Rascunhos (XV)

 Se eu não estivesse tão cansada sonhava. Havia de sonhar com dias de sol e meninos felizes. Com o barulho do mar e a sombra de um cais açoriano. Com o sabor do leite quente com mel, com o toque ausente de mãos, com a espiral de fumo do cigarro tardio. E talvez sonhasse com dias antigos, com fotografias a preto e branco, com o cheiro fresco do capim molhado e com o sabor da cana de açúcar acabada de cortar. Sonharia com o que fui, de pernas magras e feridas nos joelhos, com os olhos de um negro enorme, com a mão do meu pai a fazer-me festas nos cabelos, com as corridas até ao fim da rua e um pôr de sol em sangue.
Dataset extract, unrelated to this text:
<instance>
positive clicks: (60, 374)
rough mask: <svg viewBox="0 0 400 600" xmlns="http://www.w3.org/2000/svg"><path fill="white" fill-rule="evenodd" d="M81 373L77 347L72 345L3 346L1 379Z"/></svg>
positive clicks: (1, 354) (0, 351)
Com a árvore mais alta que anunciava o início do mato e o mercado gigantesco e a mesquita e a igreja, com o som do batuque ao cair do dia e a chegada anual dos gafanhotos. Ou então, o meu sonho dissolver-se-ia nas minhas filhas acabadas de nascer, no seu grito primordial, no sangue, suor e lágrimas, na lágrima, única, que anunciava ao mundo, o princípio e o fim. E nas mãos e olhos de quem lhes deu a outra metade, no primeiro toque e no cheiro acre das recém-nascidas, no abraço da parteira, na luz fria e no sorriso do médico.
Se eu não estivesse cansada ia lembrar-me da mãe, filha, amante, que gostaria de ser, e havia de estranhar esta que agora me entrou na pele.